Strategic Outlook and Forward Indicators

The trajectory of this domain within The Mukaab’s development timeline is shaped by several converging factors. Saudi Arabia’s $196 billion in awarded tourism contracts since Vision 2030’s launch in 2016 demonstrates sustained investment commitment at national scale. The kingdom’s tourism target — 150 million annual visitors by 2030, having already surpassed its initial 100 million target ahead of schedule — creates demand-side pressure for experience infrastructure that The Mukaab is designed to serve.

The New Murabba Development Company’s continued participation in MIPIM 2026 in Cannes in March 2026, following the January 2026 construction suspension, signals that project planning and partnership development continue even as construction timeline adjustments are evaluated. This pattern is consistent with other Saudi megaprojects that have experienced timeline shifts while maintaining long-term strategic commitment.

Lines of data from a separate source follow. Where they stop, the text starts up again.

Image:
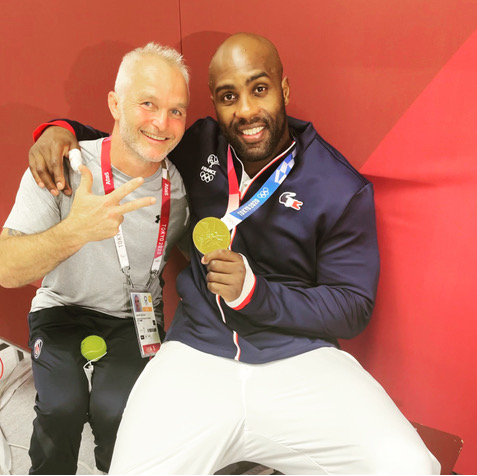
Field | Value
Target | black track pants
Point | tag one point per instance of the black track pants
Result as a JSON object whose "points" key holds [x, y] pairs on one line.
{"points": [[63, 403]]}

The $50 billion total investment in New Murabba and the projected SAR 180 billion ($48 billion) contribution to Saudi non-oil GDP position The Mukaab as more than an entertainment project — it is infrastructure for Saudi Arabia’s economic transformation. The building’s 104,000 residential units, 9,000 hotel rooms, 980,000 square meters of retail, and 620,000 square meters of leisure space create an integrated urban economy where immersive technology adds value to every square meter.

For technology vendors, the strategic calculus extends beyond The Mukaab itself. Successful deployment of immersive systems at Mukaab scale creates reference installations applicable to Saudi Arabia’s broader megaproject pipeline — Qiddiya, the Red Sea Project ($10 billion), Diriyah ($62.2 billion), and future projects not yet announced. The global experiential market’s projected growth from $132 billion (2025) to $543.45 billion (2035) at 23.05% APAC CAGR provides the commercial backdrop for long-term technology investment decisions.

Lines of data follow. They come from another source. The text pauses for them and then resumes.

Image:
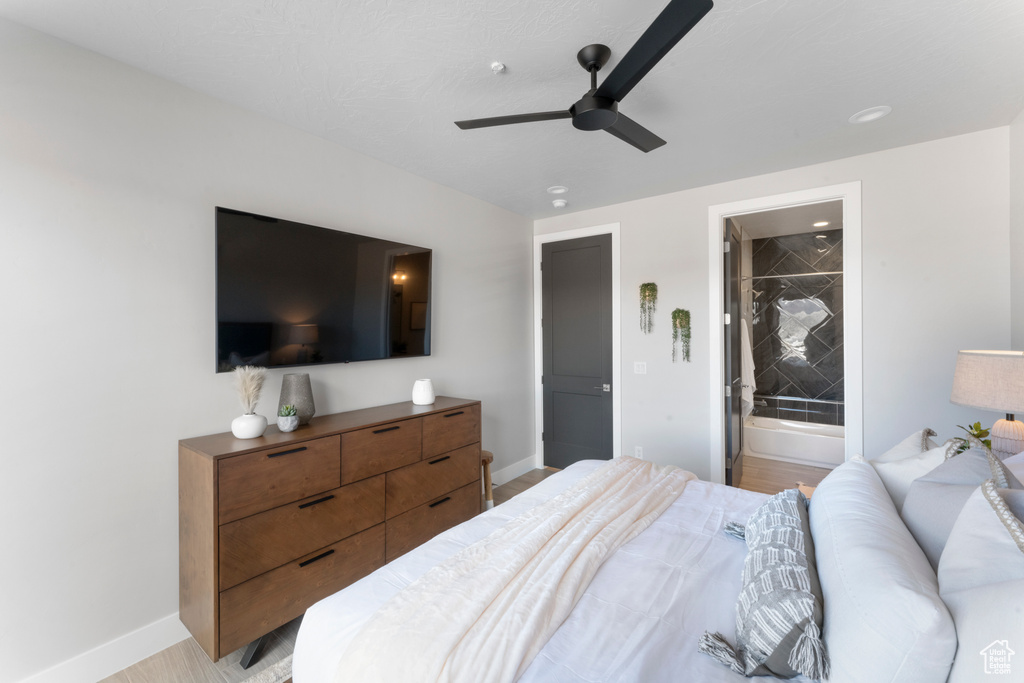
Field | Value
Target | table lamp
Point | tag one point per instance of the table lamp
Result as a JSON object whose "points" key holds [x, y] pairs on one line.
{"points": [[993, 381]]}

Mukaab Experiences tracks all of these indicators through our construction timeline dashboard, technology readiness assessments, global venue benchmarks, and Saudi tourism market data. For institutional-grade analysis, see Premium Intelligence or contact info@mukaabexperiences.com.

Technology Transfer and Knowledge Economy Development

The Saudi mega-tourism ecosystem generates technology transfer effects beyond direct project investment. International technology vendors deploying systems in Saudi Arabia establish regional offices, train local engineers, and develop local supply chains. Over time, these knowledge transfer effects create domestic technology capabilities that reduce dependence on international vendors for future projects. The immersive technology cluster forming around The Mukaab — display technology, spatial audio, AI systems, biometric infrastructure — could position Riyadh as a center of immersive technology expertise comparable to Orlando’s entertainment technology cluster or Shenzhen’s display manufacturing ecosystem. Vision 2030’s emphasis on knowledge economy development aligns with this technology cluster formation. The SAR 180 billion GDP contribution projected from New Murabba includes technology ecosystem effects — the companies, employees, and intellectual property generated by the immersive technology supply chain serving The Mukaab and subsequent Saudi megaprojects.

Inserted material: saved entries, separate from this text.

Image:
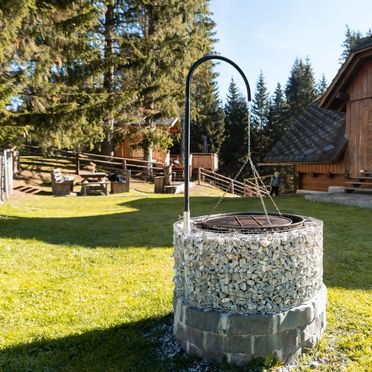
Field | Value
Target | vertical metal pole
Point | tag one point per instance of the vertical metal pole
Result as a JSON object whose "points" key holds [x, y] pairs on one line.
{"points": [[186, 129], [186, 213]]}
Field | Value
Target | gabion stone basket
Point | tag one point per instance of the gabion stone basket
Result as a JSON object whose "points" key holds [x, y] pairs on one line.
{"points": [[247, 285], [243, 296]]}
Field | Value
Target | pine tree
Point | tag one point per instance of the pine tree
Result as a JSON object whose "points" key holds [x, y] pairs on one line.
{"points": [[85, 68], [207, 123], [207, 120], [260, 120], [352, 38], [300, 89], [234, 149], [322, 85], [278, 118]]}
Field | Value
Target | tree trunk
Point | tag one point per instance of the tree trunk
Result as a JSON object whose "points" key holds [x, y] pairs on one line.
{"points": [[108, 79]]}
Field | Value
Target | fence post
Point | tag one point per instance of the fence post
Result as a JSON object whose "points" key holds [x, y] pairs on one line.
{"points": [[77, 164]]}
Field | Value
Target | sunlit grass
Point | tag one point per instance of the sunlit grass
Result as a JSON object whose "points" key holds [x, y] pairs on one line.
{"points": [[82, 279]]}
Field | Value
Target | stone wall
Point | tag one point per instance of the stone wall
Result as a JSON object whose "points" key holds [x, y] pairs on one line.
{"points": [[262, 273]]}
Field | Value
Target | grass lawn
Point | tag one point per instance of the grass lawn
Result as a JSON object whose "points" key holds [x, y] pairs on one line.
{"points": [[84, 281]]}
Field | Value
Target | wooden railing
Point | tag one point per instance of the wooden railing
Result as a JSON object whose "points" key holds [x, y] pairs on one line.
{"points": [[248, 188], [107, 163], [117, 163]]}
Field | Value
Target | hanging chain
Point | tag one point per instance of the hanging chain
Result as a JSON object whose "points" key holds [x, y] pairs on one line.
{"points": [[257, 179]]}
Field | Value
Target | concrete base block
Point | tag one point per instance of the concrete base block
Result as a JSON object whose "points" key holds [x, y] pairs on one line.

The Ecosystem Effect on Property Values

The mega-tourism ecosystem elevates property values across all component projects. The Mukaab’s 104,000 residential units and 980,000 square meters of retail space benefit from proximity to Qiddiya, Diriyah, and Riyadh’s growing international connectivity. The $50 billion New Murabba investment generates SAR 180 billion ($48 billion) in projected GDP contribution partly through property value appreciation driven by the ecosystem’s collective tourism magnetism — a 150-million-visitor market creates demand that supports premium pricing across all Saudi tourism destinations.